Trick 'r Treat (2007)

3 Stars (out of 4)

Jack-O'-Lantern Lights

By Jeffrey M. Anderson

This direct-to-video horror movie, which was produced by Bryan Singer, has quickly picked up a devoted cult following, and deserves to be essential Halloween viewing every year for the most serious horror hounds. It's a great, intertwining anthology film, and it also contains several trivia tidbits about the history of Halloween. It's based loosely on writer/director Michael Dougherty's short cartoon, Season's Greeting, which introduced the character of "Sam," a half-adorable, half-creepy pint-sized trick-or-treater.

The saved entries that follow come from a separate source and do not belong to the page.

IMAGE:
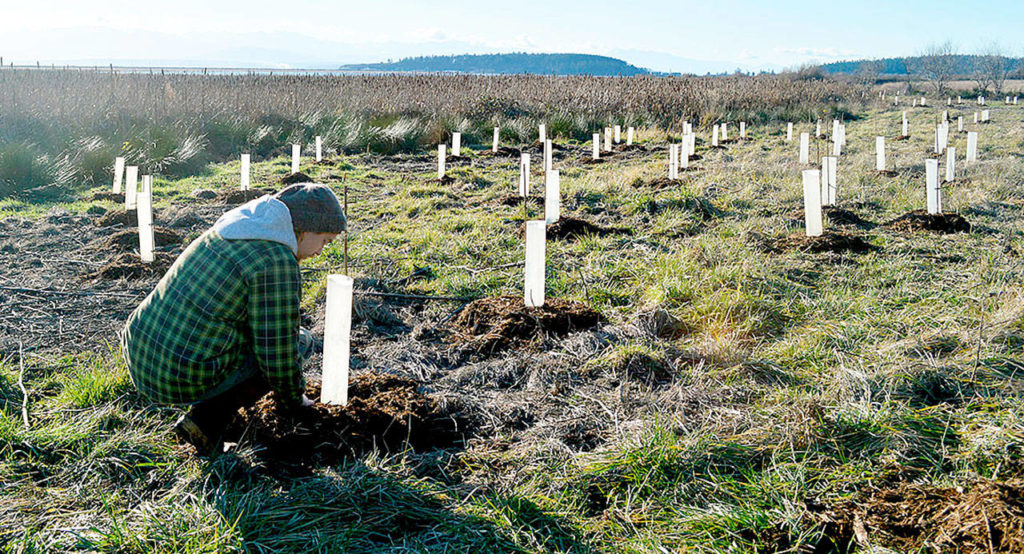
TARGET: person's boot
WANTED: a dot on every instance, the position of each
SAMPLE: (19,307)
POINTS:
(189,431)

Keep in mind that this is no kid-friendly entertainment like It's the Great Pumpkin, Charlie Brown. (One kid actually says, "Charlie Brown's an asshole!")

I don't want to give away any of the plots, so I'll be careful. Dylan Baker co-stars in two of the segments. He's a straight-arrow dad who puts out a special kind of candy for the neighborhood kids, and then later goes out for a demented night on the town. Anna Paquin stars as a pretty, virginal girl going out to party with her more experienced friends; they're all dressed as fairy tale characters, and Paquin is Red Riding Hood. Brian Cox plays a mean neighborhood man that chases kids away and yells at his neighbors. Another segment deals with legend of a school bus full of troubled kids that went over a cliff and into a quarry. And Leslie Bibb appears in a wraparound sequence that explains what happens if you put out the protective Jack-O'-Lantern lights before Halloween night is over.

Director Dougherty keeps things in just the right kind of Halloween tone: fun, playful, tricky, and funny as well as scary. The story timelines overlap in very interesting ways -- the editing is very tight -- and some of the "scares" are deliberate tricks. But overall, Trick 'r Treat is definitely more of a treat.